Valorizar os filhos significa:

*Criar ambiente no lar onde eles possam compartilhar alegrias e suavizar as tristezas (Cl 3.21).

*Selecionar boas sementes para plantar no coração deles, no tempo certo do seu desenvolvimento(Ec 3.1).

*Preparar o filho para vida (Gn18.19; Ef 6.4). 

*Construir uma lista de prioridades, onde a atenção para ouvir o que o filho tem a dizer, a valorização de suas qualidades e correção dos defeitos com amor e firmeza, estejam à frente de tantas outras coisas também importantes (Sl 78.4).

*Acreditar no seu potencial, garantindo motivação para boas realizações e comprovação de que é capaz. Respeitá-lo e ensiná-lo, é também sinônimo de valorização( Ef 6.4), bem como esperar dele o devido respeito (Hb 12.9).

*Reconhecer suas características positivas, corrigir quando necessário, levando-os a interpretar o amor de Deus como Pai amoroso que nos corrige, ensina e reconhece (Hb 12.6-8 Pv 19.18; Pv 22.6,15).

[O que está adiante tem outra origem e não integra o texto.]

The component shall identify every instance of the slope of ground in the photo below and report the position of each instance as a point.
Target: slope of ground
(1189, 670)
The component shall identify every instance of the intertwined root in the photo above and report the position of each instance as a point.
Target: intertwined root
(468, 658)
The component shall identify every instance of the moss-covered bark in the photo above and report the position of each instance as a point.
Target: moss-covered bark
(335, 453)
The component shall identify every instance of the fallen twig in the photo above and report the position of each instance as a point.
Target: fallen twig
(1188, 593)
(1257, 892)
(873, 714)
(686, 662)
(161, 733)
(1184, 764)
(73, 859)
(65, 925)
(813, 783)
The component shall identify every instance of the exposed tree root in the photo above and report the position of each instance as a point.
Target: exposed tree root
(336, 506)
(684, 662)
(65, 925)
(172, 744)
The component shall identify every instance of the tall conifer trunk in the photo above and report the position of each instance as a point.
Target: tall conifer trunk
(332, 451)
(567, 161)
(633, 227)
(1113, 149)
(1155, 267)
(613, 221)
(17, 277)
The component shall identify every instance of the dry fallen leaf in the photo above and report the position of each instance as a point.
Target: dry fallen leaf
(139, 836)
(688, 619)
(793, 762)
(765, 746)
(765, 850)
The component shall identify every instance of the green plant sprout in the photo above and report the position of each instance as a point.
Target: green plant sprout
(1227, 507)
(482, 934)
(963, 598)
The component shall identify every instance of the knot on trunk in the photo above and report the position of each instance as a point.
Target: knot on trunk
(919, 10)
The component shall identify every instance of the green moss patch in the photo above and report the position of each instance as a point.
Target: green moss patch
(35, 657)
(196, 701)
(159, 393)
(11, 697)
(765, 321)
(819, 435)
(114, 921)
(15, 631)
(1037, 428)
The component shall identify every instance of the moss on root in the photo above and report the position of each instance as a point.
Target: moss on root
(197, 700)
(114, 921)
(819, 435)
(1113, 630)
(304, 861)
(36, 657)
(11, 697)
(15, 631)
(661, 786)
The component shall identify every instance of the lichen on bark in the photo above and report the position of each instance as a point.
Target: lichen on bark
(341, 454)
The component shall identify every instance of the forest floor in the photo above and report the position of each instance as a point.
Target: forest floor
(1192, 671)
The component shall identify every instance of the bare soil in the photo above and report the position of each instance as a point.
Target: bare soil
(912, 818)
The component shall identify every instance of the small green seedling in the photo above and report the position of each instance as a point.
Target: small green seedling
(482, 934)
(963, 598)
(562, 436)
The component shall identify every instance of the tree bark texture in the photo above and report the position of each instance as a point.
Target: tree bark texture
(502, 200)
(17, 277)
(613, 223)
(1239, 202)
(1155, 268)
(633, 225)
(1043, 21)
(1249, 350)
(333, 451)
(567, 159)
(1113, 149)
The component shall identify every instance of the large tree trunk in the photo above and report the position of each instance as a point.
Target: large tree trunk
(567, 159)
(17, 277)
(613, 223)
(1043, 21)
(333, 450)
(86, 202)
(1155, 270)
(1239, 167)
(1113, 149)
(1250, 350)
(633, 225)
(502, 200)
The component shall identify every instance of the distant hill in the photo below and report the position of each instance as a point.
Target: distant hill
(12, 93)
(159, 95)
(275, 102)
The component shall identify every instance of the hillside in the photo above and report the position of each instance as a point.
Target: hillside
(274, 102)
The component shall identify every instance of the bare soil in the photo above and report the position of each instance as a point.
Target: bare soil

*Fazer a vontade de Deus conhecida pelo filhos, como faziam os israelitas com seus filhos (Dt 11.18-20).

*Ensina-los a obedecer Eles aprenderão a obedecer a Deus.

*Através da disciplina tornar evidente o amor.

*Não ridicularizá-los à frente de outras pessoas, pois as crianças também sentem vergonha.
*Não menosprezá-los, ameaçá-los ou suborná-los. Esse procedimento afeta a auto-estima.

*Possuir fina sensibilidade para, através de suas palavras, reações e comportamentos, com valor de sentimentos, despertar respeito, confiança e vontade


2) Sabedoria - É a capacidade de discernir, compreender e agir no momento certo e da melhor maneira possível. A mãe sábia não age por impulso.

3)Saber administrar prioridades

4)Recorrer a Cristo como orientador e fonte de motivação (Jo 15.5b)

5) Usar o tempo de maneira eficiente, criando uma rotina organizada.

6)Ser flexível para aprender sempre e mudar de atitude quando for necessário. A intransigência impede o nosso crescimento e o dos nossos filhos.

7)Ter sensibilidade e fé no Senhor Jesus, sabendo que a Ele, todas as coisas são possíveis (Mt 19.26).